$\DeclareMathOperator\GL{GL}\DeclareMathOperator\SO{SO}$Setup: Let $G$ be the group $\GL(4, \mathbb{R})$, $B$ denotes the Borel subgroup consisting of upper triangular matrices and $P_{(2,2)}$ be the standard parabolic whose Levi is $\GL(2)\times \GL(2)$. We write $D_i$ for the unitary $(\mathfrak{g}, K)$-module in the discrete series representations of $\GL(2, \mathbb{R})$ with lowest non-negative $K$-type being $$ \begin{bmatrix} \cos(\theta) & -\sin(\theta) \\ \sin(\theta) & \cos(\theta) \end{bmatrix} \mapsto e^{-\iota(i+1)\theta} $$
Let $\mathrm{Ind}^G_P()$ denotes the normalized parabolic induction from $P$ to $G$. Recall that $$ D_i \subset \mathrm{Ind}(|\cdot|^{i/2}, |\cdot|^{-i/2}), $$ where $|\cdot|$ denotes the modulus character of $\mathbb{R}^{\times}$. Thus we can get the following map of induced representations $$ \mathrm{Ind}^G_{P_{(2,2)}}(D_1 \otimes D_3) \xrightarrow{\phi} \mathrm{Ind}(|\cdot|^{1/2}, |\cdot|^{-1/2}, |\cdot|^{3/2}, |\cdot|^{-3/2}) $$ Consider the map induced by $\phi$ in the $(\mathfrak{g}, \SO(2)\mathbb{R}^{> 0})$-cohomology $$ \mathrm{H}^i(\mathfrak{g}, \SO(2)\mathbb{R}^{> 0}, \mathrm{Ind}^G_{P_{(2,2)}}(D_1 \otimes D_3) \xrightarrow{\phi^*} \mathrm{H}^i( \mathfrak{g}, \SO(2)\mathbb{R}^{\geq 0}, \mathrm{Ind}(|\cdot|^{1/2}, |\cdot|^{-1/2}, |\cdot|^{3/2}, |\cdot|^{-3/2}) $$ It is known that the left hand side has cohomology in degree 4 and 5 and moreover it is one dimensional. I have the following questions
Question : Is the map $\phi^*$ nonzero in degree $i=4$?

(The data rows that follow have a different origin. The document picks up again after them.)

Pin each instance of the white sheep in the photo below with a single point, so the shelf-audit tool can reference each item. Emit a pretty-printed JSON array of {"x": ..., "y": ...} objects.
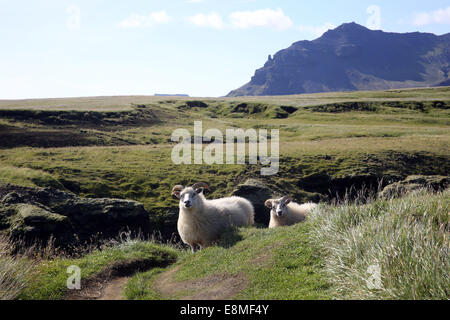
[
  {"x": 284, "y": 212},
  {"x": 202, "y": 221}
]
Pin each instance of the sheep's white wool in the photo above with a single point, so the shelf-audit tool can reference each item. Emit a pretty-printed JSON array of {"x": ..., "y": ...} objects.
[
  {"x": 204, "y": 223},
  {"x": 295, "y": 213}
]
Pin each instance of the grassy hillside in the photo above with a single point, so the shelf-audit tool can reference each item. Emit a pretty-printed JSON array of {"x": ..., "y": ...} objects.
[
  {"x": 329, "y": 256},
  {"x": 120, "y": 147}
]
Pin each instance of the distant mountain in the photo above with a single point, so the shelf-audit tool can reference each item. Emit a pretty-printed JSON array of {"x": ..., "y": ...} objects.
[{"x": 352, "y": 57}]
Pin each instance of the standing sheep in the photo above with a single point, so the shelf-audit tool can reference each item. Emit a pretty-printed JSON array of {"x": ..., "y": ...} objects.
[
  {"x": 286, "y": 213},
  {"x": 202, "y": 221}
]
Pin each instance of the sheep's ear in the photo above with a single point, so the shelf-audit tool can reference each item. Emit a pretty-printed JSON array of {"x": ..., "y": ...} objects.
[
  {"x": 286, "y": 199},
  {"x": 176, "y": 191},
  {"x": 176, "y": 194},
  {"x": 268, "y": 203},
  {"x": 199, "y": 190}
]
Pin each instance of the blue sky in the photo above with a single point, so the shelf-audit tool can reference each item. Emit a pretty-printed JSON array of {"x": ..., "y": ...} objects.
[{"x": 67, "y": 48}]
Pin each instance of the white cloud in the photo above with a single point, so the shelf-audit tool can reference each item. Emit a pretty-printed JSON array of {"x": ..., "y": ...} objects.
[
  {"x": 440, "y": 16},
  {"x": 316, "y": 30},
  {"x": 212, "y": 20},
  {"x": 138, "y": 21},
  {"x": 261, "y": 18},
  {"x": 74, "y": 19}
]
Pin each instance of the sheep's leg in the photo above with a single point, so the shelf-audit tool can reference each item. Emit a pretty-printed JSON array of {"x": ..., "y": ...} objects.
[{"x": 193, "y": 248}]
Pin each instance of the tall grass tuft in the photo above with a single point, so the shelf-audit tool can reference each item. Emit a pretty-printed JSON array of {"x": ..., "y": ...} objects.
[{"x": 387, "y": 248}]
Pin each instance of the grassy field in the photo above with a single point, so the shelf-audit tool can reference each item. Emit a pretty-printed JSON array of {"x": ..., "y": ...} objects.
[
  {"x": 327, "y": 257},
  {"x": 120, "y": 147}
]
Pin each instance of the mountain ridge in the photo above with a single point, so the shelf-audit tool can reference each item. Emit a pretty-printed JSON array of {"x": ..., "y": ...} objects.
[{"x": 352, "y": 58}]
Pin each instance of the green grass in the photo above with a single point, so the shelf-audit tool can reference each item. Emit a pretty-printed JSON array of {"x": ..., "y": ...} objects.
[
  {"x": 50, "y": 277},
  {"x": 329, "y": 256},
  {"x": 279, "y": 264},
  {"x": 332, "y": 135}
]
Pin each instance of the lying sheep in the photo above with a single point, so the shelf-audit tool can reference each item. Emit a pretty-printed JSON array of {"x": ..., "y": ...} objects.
[
  {"x": 286, "y": 213},
  {"x": 202, "y": 221}
]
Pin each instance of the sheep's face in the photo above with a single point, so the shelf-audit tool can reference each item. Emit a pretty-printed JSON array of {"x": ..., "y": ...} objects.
[
  {"x": 190, "y": 198},
  {"x": 278, "y": 206}
]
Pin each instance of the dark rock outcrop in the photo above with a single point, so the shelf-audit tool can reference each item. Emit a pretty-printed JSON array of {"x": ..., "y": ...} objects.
[
  {"x": 352, "y": 57},
  {"x": 38, "y": 213},
  {"x": 257, "y": 193}
]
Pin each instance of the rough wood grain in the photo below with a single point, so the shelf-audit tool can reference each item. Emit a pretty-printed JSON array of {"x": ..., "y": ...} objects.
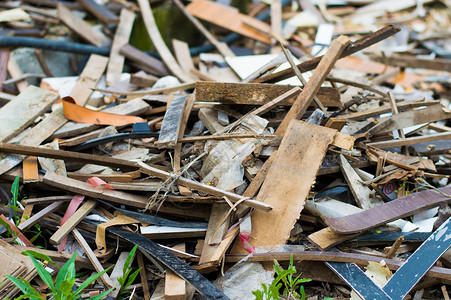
[
  {"x": 19, "y": 113},
  {"x": 398, "y": 208},
  {"x": 288, "y": 182},
  {"x": 310, "y": 90},
  {"x": 256, "y": 94}
]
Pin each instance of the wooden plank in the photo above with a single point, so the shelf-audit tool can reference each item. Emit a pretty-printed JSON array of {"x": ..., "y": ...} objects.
[
  {"x": 39, "y": 215},
  {"x": 364, "y": 42},
  {"x": 287, "y": 185},
  {"x": 70, "y": 224},
  {"x": 256, "y": 94},
  {"x": 158, "y": 42},
  {"x": 92, "y": 257},
  {"x": 19, "y": 113},
  {"x": 182, "y": 269},
  {"x": 228, "y": 18},
  {"x": 133, "y": 108},
  {"x": 172, "y": 117},
  {"x": 174, "y": 286},
  {"x": 310, "y": 90},
  {"x": 395, "y": 209},
  {"x": 88, "y": 79},
  {"x": 146, "y": 62},
  {"x": 81, "y": 27},
  {"x": 101, "y": 12},
  {"x": 412, "y": 141},
  {"x": 215, "y": 232},
  {"x": 121, "y": 37}
]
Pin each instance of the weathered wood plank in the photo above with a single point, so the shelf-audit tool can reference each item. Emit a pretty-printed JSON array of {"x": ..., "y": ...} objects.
[
  {"x": 17, "y": 114},
  {"x": 256, "y": 93}
]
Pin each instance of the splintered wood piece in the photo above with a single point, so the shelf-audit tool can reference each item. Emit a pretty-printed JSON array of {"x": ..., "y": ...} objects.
[
  {"x": 39, "y": 215},
  {"x": 30, "y": 169},
  {"x": 158, "y": 42},
  {"x": 310, "y": 90},
  {"x": 81, "y": 27},
  {"x": 88, "y": 79},
  {"x": 256, "y": 94},
  {"x": 182, "y": 269},
  {"x": 229, "y": 19},
  {"x": 92, "y": 257},
  {"x": 361, "y": 192},
  {"x": 288, "y": 182},
  {"x": 123, "y": 31},
  {"x": 99, "y": 11},
  {"x": 352, "y": 48},
  {"x": 70, "y": 224},
  {"x": 174, "y": 286},
  {"x": 221, "y": 47},
  {"x": 171, "y": 122},
  {"x": 384, "y": 213},
  {"x": 215, "y": 232},
  {"x": 19, "y": 113}
]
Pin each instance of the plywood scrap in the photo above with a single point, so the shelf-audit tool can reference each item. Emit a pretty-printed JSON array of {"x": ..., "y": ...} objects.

We can also ask more generally an analogue of this question for $G = \GL(2n, \mathbb{R})$ and the parabolic being $P_{(2, \dots, 2)}$. The representations in question being modified in the most natural way $\mathrm{Ind}(D_1 \otimes D_3 \otimes \dots D_{n+1}) \subset \mathrm{Ind}^G_B(|\cdot|^{1/2}, |\cdot|^{-1/2}, |\cdot|^{3/2}, |\cdot|^{-3/2}, \dots, |\cdot|^{n/2}, |\cdot|^{-n/2})$.
Question : Is the map $\phi^*$ induced in Lie algebra cohomology nonzero in degree $n^2$?
Any suggestions, comments or references are welcome. Thank you.